[pypy-dev] PyPy for restricted execution Python

holger krekel hpk at trillke.net
Thu Aug 19 13:32:28 CEST 2004


[Christopher Armstrong Thu, Aug 19, 2004 at 06:30:59AM -0400]
> On Thu, 19 Aug 2004 11:57:33 +0200, holger krekel <hpk at trillke.net> wrote:
> > I begin to see.  Wouldn't you need quite a lot of access to the
> > gaming application code if you want to give users freedom to script
> > their objects?
> 
> Yeah, there would be a sizeable API. But the access would be very
> carefully moderated and hand-picked. This is really the hard project;

indeed. 

> > I have to admit that if i would go for the "scripting within
> > games" goal i probably wouldn't go for neither of the above.
> > I'd probably think more about kernel-level sandboxes and using
> > unix permissions or posix-acls for file accesses (if any) and a
> > pipe to a VW server to communicate actions and events (with
> > its own security/sanity checks).
> >
> > Hum, maybe there would be a nice application for a (user-mode)
> > linux-kernel and a lean PyPy on top of it with no c-libraries
> > involved whatsoever as this could reduce memory/resource usage
> > to a degree where granting "free accounts" is cheap enough.
> 
> That would be cool, but it seems pretty hard (well, maybe in a few
> more years of computing power advancement ;), and I think it's
> acceptable to only use a limited pool of UMLs that run multiple users'
> code. Here's why.

As PyPy will be faster than C i don't see a speed problem :-)  
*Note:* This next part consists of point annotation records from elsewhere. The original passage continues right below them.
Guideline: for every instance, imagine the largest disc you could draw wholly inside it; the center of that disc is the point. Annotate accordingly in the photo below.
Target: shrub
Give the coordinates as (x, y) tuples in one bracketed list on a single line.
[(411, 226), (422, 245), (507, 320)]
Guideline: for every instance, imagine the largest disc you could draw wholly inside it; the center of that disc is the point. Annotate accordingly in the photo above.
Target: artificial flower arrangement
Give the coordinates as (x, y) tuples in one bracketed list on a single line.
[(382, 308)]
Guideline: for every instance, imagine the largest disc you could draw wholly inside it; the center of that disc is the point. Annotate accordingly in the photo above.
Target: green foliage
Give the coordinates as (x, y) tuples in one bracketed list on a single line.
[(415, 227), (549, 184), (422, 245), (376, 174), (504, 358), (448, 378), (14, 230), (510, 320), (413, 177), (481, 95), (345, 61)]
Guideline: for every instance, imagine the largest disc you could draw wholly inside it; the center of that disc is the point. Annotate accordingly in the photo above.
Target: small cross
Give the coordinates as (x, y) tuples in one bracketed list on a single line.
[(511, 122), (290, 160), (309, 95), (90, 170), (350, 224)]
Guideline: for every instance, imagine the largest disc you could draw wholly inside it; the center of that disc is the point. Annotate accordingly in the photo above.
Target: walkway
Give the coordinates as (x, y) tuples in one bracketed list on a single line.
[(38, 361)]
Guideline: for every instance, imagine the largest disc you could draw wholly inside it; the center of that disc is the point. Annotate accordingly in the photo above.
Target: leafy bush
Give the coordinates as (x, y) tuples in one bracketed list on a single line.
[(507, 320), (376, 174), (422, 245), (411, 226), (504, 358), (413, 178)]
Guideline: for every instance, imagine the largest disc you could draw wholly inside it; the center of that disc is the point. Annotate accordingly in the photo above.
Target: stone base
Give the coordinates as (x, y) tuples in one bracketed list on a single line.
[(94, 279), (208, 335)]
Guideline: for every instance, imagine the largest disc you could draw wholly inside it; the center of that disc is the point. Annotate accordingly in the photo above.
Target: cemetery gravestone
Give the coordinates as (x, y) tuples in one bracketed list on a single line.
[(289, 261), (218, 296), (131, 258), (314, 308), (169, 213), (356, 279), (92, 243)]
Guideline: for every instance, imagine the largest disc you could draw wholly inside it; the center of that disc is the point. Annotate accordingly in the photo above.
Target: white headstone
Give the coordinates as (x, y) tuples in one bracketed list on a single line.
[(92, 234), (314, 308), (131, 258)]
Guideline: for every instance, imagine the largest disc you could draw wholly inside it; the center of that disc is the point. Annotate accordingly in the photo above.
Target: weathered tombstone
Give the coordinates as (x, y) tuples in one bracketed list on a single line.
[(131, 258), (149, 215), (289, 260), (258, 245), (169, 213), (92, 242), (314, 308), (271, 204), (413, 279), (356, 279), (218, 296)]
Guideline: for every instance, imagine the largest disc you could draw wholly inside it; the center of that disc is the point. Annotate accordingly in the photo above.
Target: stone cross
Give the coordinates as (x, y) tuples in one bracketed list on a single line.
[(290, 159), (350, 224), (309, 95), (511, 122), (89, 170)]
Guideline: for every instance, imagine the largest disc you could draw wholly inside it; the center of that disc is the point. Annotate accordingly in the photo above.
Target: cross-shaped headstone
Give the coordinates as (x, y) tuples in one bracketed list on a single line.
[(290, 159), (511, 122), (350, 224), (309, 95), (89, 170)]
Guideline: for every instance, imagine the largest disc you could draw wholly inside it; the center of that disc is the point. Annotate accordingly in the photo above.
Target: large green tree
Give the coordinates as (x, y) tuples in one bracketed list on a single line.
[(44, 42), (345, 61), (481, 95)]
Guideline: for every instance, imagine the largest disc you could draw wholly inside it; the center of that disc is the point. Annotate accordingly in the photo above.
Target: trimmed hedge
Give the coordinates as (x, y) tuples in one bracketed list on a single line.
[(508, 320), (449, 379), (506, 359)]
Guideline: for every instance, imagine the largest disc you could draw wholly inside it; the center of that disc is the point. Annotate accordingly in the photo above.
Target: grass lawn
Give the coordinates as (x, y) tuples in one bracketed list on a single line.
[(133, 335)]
Seriously, though, if the code is to interact with a gaming
api and not drive e.g. some graphics hardware i don't see a
big computing power problem with PyPy on top of UserModeLinux 
even if PyPy would be five times slower than CPython. 

> An important distinction to make is that between host and simulation
> security; r-exec is still absolutely necessary even if you have a UML
> for each script. r-exec *can* protect both the host and the
> simulation.

Well, a UML configuration (reused for every script with Copy-On-Write 
or read only FS devices) should provide enough host security, possibly
running on some secure linux capabilities based flavour.  

And, indeed, simulation security has to be taken care off separately. 

Wouldn't it make sense to define a "command protocol" with
integrated simulation security restrictions and provide a 
client side python library for speaking this protocol?  This way the 
user is free to program whatever she pleases but is restricted through 
host security (including CPU/RAM/FS restrictions) and can only produce 
commands which pass simulation security at the server side. 

That being said i wouldn't mind if we can come up with some sensible
easy enough r-exec mechanism within PyPy that would suit your 
Massively Scripted Multiplayer (tm) scenario. Any more ideas anyone?